What came first, the chicken or the egg? While that rabbit hole has been well-explored for years, a similar food-related quandary has people puzzled about oranges. As anyone who has taken an elementary school art class probably knows, orange is a mixture between red and yellow. It's also, of course, a beloved citrus fruit, used in everything from orange juice to orange chicken.

Although oranges are probably the most well-known food with the same name as their color, they're not the only ones. Blueberries, peaches, and blackberries are some of the more obvious ones, but did you know that cherries were also named in accordance with color? According to Thrive Cuisine, cherries get their name from the 12th-century French word "cerise," although it's unclear if the cherry red color or the fruit was named first. According to Neon-Colors, there are plenty of colors clearly named after fruits — wild watermelon, laser lemon, and atomic tangerine are all official Crayola colors. 

However, the background of the word is a little more clearly defined when it comes to oranges. So which came first, the fruit or the color?

The color is named after the fruit

The fruit came first. According to Mental Floss, the English name for oranges got its roots from the Sanskrit word "nāranga," which means "orange tree," but the word "orange" wasn't used in English until the 1300s. Interestingly enough, the orange fruit is believed to have come from China and is still called a "China apple" in languages like Dutch and Ukrainian, reports The Culture Trip.

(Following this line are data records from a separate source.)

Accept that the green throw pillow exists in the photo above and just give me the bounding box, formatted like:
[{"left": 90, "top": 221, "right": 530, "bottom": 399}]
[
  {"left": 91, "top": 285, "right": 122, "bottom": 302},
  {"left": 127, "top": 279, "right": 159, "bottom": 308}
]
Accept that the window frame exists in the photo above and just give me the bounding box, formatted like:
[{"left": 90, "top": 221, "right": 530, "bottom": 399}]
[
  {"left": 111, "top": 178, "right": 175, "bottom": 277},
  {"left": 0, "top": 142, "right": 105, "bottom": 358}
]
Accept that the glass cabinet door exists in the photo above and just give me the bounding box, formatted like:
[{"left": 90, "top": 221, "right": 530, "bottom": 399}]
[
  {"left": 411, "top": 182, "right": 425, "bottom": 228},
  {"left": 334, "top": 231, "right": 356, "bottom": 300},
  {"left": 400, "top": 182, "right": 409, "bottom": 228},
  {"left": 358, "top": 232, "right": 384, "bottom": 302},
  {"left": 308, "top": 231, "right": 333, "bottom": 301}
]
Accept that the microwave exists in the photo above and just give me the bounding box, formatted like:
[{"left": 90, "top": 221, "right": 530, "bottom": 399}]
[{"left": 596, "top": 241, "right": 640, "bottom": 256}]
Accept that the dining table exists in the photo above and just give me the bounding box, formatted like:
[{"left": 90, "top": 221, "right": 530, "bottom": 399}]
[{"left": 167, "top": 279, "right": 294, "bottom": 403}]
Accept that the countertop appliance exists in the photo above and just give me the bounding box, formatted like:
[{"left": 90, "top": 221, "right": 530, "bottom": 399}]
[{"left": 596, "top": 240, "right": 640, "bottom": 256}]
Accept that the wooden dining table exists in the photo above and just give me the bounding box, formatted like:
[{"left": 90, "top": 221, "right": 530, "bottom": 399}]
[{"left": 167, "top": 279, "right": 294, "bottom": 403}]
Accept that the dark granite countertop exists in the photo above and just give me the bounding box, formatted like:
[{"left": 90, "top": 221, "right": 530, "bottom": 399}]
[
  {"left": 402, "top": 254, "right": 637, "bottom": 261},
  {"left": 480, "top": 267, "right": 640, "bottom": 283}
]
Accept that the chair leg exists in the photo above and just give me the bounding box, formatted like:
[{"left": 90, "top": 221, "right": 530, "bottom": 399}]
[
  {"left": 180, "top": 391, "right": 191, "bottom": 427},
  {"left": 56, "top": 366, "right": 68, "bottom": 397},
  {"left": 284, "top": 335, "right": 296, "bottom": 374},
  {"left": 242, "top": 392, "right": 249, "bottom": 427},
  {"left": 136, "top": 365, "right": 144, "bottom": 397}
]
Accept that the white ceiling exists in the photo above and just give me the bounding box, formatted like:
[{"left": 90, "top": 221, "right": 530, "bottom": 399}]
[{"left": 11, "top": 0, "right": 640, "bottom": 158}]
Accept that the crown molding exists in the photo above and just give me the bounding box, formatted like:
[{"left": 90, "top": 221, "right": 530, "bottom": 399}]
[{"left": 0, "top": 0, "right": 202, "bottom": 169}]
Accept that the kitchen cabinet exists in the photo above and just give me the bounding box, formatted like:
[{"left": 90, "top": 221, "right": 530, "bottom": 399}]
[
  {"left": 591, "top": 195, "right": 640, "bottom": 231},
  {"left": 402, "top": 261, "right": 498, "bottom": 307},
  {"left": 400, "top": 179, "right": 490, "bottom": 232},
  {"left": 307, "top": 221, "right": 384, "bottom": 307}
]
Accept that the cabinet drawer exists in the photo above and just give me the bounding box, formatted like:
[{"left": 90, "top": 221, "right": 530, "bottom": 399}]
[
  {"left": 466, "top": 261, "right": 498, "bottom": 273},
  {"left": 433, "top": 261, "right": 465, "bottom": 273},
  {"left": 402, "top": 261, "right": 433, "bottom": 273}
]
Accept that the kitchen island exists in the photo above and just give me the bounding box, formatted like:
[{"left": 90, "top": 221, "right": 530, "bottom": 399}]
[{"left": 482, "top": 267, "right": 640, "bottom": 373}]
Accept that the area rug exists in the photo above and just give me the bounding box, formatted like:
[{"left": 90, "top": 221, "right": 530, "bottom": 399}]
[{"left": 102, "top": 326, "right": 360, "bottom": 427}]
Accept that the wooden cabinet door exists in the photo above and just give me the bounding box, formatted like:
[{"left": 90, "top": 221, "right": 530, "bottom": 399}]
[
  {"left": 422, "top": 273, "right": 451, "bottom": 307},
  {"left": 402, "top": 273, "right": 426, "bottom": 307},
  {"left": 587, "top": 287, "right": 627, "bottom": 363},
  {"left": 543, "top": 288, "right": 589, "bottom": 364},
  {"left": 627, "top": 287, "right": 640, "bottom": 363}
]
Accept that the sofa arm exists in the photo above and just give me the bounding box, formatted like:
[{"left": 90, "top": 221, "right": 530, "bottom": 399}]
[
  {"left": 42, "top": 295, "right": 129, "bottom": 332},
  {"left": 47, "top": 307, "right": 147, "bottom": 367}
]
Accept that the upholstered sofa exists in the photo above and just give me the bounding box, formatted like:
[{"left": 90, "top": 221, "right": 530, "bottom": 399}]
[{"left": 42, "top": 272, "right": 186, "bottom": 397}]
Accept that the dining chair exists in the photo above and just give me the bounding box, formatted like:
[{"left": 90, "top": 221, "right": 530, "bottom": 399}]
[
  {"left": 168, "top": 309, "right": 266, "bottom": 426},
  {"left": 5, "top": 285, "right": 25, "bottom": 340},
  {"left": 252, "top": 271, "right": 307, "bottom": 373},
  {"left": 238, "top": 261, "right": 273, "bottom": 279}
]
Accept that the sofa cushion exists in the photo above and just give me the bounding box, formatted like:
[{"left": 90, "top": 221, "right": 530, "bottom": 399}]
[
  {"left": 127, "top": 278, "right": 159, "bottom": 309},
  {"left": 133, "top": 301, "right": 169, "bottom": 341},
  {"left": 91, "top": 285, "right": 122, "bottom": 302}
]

But the 1300s English use of the word orange still doesn't exactly reflect how we use it today. An early Anglo-Norman text shows that orange was initially used as an adjective to describe the bitterness of an orange peel, The Guardian shares. It wasn't until 1512 that the word orange was used in a will to describe the color; before that, people had used "yellow-red" or "saffron," according to Literary Hub. While saffron may have been the closest color at the time, it's actually pretty different than the orange we know today. According to the International Association of Color Manufacturers, saffron is "a reddish-brown or golden yellow" and is categorized as a yellow hue. Imagine if the word for orange had never emerged — would saffron and black be our Halloween colors?

The Culture Trip notes another reason orange claimed the color is that other potential candidates, like pumpkin and carrots, weren't discovered yet (well, carrots were around, but they were exclusively purple at the time). Who knew oranges had a competitive side?